庄瑞霖冷笑道:“如此说来,咱们弟兄也算不得外人,只是,你的主上南平王萧恪,早已阿附于侯景足下?哪里还有宗室之尊?你还有心思在这里说三道四?河东王与湘东大王之间,哪里有你言说的份儿?”
“我主乃是宗室至亲,倾身事躬,一心为当今圣上分忧,哪容你一个叛逆狗贼说三道四?”陈曦又像是突然想起了面前之人的身份,道:“既然你是河东王的中兵校尉,你不该以身殉主么?你的主上不是早就死了么?”
王顸听得心中猛一哆嗦,暗想,此人真是该死!庄瑞霖亦被吓得脸色大变,前军校尉邱钢极不耐烦,转身对王顸说:“如此无礼之人,又极顽固不化,还得给他点厉害,如若不然,他连湘东大王都不放在眼里,这还了得!”

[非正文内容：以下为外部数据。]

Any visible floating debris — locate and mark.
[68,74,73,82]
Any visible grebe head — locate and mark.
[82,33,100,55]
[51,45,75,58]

庄瑞霖说:“弟兄们莫客气,先灌他些马尿,也好帮他清醒清醒,省得他满脑壳儿都是胡言乱语。河东王好好的,如何就死了?宗室诸王之间小恩小怨而已,没什么大不了,也是你开口就胡吣的?”
吣者,猫狗呕吐,亦喻谩骂、胡说。
王顸一挥手,又两个军士上前,七手八脚地将陈曦摁倒在甲板上,果然就另有军士从底舱提来一桶秽物,那本是棹手们奋力前行之时坚守岗位便宜而为。陈曦的手脚皆被众人死死踩中,当胸也被踏上了两只脚,晁志川看看庄瑞霖,悄声问:“给他个机会不?”庄瑞霖摇头,紧接着就有人扒住了陈曦的嘴,他却仍是嘴硬,叫骂不止,提桶之人在犹豫灌还是不灌。庄瑞霖凑上前去,看了晁志川一眼,又对陈曦说道:“祸从口出的道理你不懂?咱都是行伍之人,赢得起,当然也得输得起,就算你的主上师出有名,也轮不到你来教训我等弟兄,说得堂皇些,咱是各为其主,说得直白些,弟兄们也不过是想混碗饭吃,捎带着混个前程,何至于你这般忠心耿耿宁死不屈?你若是事到如今仍不服气,可就莫怨我不念手足之情!”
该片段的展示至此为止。